Discovered in LDC/DMD consistency comparisons. asm { fadd; fmul; fsub; fdiv; fsubr; fdivr; } is accepted, but I don't think it should be. The AMD and Intel manuals don't mention it, they only have asm { faddp; fmulp; fsubp; fdivp; fsubrp; fdivrp; } DMD's behaviour _is_ what DOS "debug" does, but it's error prone and confusing -- why isn't fadd; the same as fadd ST, ST(1); How the heck did it become faddp ST(1), ST;??? The bare forms without 'p' and with no arguments should simply be made illegal.
Created attachment 352 [details] Patch against DMD 2.029 This simple patch comments out the problematic instructions.
It gets worse. DMD also copies some hideous DEBUG bugs. This garbage compiles: void main() { double x; asm { fld x, ST(6); } } Even though there's no such instruction, you can't load into ST(6). This wasn't included in my patch.
These pseudo-ops *are* documented in older Intel manuals, like the 387 DX User's Manual. I'm reluctant to change it. The last issue should be in a separate report.
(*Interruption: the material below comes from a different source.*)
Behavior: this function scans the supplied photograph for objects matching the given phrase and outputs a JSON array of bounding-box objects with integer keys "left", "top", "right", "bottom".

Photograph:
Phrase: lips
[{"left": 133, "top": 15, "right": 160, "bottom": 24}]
(In reply to comment #3) > These pseudo-ops *are* documented in older Intel manuals, like the 387 DX > User's Manual. I'm reluctant to change it. The last issue should be in a > separate report. Interesting. They aren't present in any manual which is still available. I found a website with material which was copied from the 386 manual (not 387), but it said that even in 1997, the manual was no longer officially available. I suspect that a lot of those pseudo-ops were bugs in DEBUG. (DEBUG also accepts fld addr, ST(6);). However, I just checked MSVC, and it _does_ accept fadd; (But it doesn't accept the legal faddp; !!) Pretty useless, and I think they should be abandoned, but no big deal if you want to keep them.